If you have celiac disease chances are you have nutrient deficiencies because of malabsorption from the damage to your small intestine. People recently diagnosed with celiac disease are commonly deficient in iron, calcium, magnesium, zinc, folate, niacin, riboflavin, vitamin B 12, and vitamin D. The vitamins that are missing in gluten free foods are usually the ones that are commonly low in people with celiac disease to begin with. So if you keep your diet low in these nutrients by eating a lot of gluten free packaged foods then you will continue to suffer from the effects of the deficiency.
Those on a gluten free diet know it isn't cheap! Gluten free bread where I live is around 7$ a loaf and that loaf seems to be getting smaller and smaller. A study conducted by University of Wollongong researchers in New South Wales recently found that people were paying up to 500 per cent more for some gluten-free items. Ouch!
To save money switching to a whole foods diet and avoid buying these high cost items that aren't doing your health any good and let's be honest many of them aren't to tasty either.
Here's a quick comparison of gluten free vs gluten products
Regular version: $0.08 per serving
Gluten-free: $0.28 per serving
Regular version: $0.31 per serving
Gluten-free: $0.57 per serving
Regular version: $1.38 per serving
Gluten-free: $2.50 per serving
Why Is Gluten-Free So Expensive?
Several different factors play into this answer. Food manufacturers will claim that they must charge more for gluten-free products to meet certification and labeling regulations and because many gluten-free foods are made in smaller batch sizes.

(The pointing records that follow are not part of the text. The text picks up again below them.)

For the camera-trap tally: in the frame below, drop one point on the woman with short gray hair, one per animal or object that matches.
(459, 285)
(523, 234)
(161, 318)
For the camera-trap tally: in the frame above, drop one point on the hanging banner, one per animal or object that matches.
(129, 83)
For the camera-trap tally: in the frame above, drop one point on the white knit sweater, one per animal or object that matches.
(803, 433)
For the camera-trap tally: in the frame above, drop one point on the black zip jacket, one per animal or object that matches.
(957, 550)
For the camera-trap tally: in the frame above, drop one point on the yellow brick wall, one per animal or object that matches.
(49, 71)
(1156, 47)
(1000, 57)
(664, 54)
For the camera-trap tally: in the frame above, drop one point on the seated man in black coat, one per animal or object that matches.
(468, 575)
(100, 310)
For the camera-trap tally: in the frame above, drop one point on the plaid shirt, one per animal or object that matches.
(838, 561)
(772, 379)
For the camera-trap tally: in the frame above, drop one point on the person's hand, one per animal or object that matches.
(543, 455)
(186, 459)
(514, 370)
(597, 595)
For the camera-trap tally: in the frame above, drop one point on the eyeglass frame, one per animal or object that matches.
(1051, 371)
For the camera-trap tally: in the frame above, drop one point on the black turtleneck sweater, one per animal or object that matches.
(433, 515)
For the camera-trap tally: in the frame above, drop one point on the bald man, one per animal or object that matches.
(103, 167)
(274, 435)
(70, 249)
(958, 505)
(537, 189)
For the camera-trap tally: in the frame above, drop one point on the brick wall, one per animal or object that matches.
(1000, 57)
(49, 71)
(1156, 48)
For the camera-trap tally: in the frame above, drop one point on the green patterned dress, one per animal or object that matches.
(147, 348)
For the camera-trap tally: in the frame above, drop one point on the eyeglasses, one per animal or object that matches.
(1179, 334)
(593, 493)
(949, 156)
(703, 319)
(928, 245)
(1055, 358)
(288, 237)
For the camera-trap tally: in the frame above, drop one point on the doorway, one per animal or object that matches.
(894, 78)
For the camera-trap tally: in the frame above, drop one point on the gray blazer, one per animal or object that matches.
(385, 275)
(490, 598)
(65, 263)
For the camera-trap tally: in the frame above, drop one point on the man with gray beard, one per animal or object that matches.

4. Small amounts of gluten
Did you know that gluten free foods technically aren't free of all gluten? Legally in Canada gluten free labelled foods must be under 20 parts per million. But Lots of people react to trace gluten in foods that don't seem to have gluten ingredients, or even those that are specifically labeled "gluten-free". Most products marketed as gluten-free still contain a tiny bit of gluten, some more than others. People with celiac disease and gluten sensitivity can have very different reactions (or no reaction at all) to these trace amounts of gluten in our foods. If you find you're still getting sick or mystery glutenenings then eliminating your gluten free processed foods can help.
Easy ways to make the switch from gluten free packaged foods to whole foods:
1. Find healthy recipes you actually enjoy
You'll be way more likely to spend the time cooking if you enjoy the food. If you don't like a recipe simply move on and try something new!
2. Batch cook
Don't have time and that's why you find yourself reaching for the packaged foods? Learn some easy GF batch cooking recipes and make them on a day off. That way you'll have already prepared meals for the week that just need heating up.
3. Take a cooking class
Getting better in the kitchen will help you cook faster and tastier meals. You'll find yourself reaching for those GF products less and less. Look online for local classes in your area or online.
4. Learn your labels
Not all gluten free packaged foods are created equal. While the majority are unhealthy there are healthy options out there. Learn to read labels not just for finding gluten but for overall health.
All of this is not to say never eat another packaged gluten free product again. It's just to try and reduce the number of unhealthy gluten free processed foods you're consuming. Eating a variety of whole foods is so important for the long term health of your body and immune system.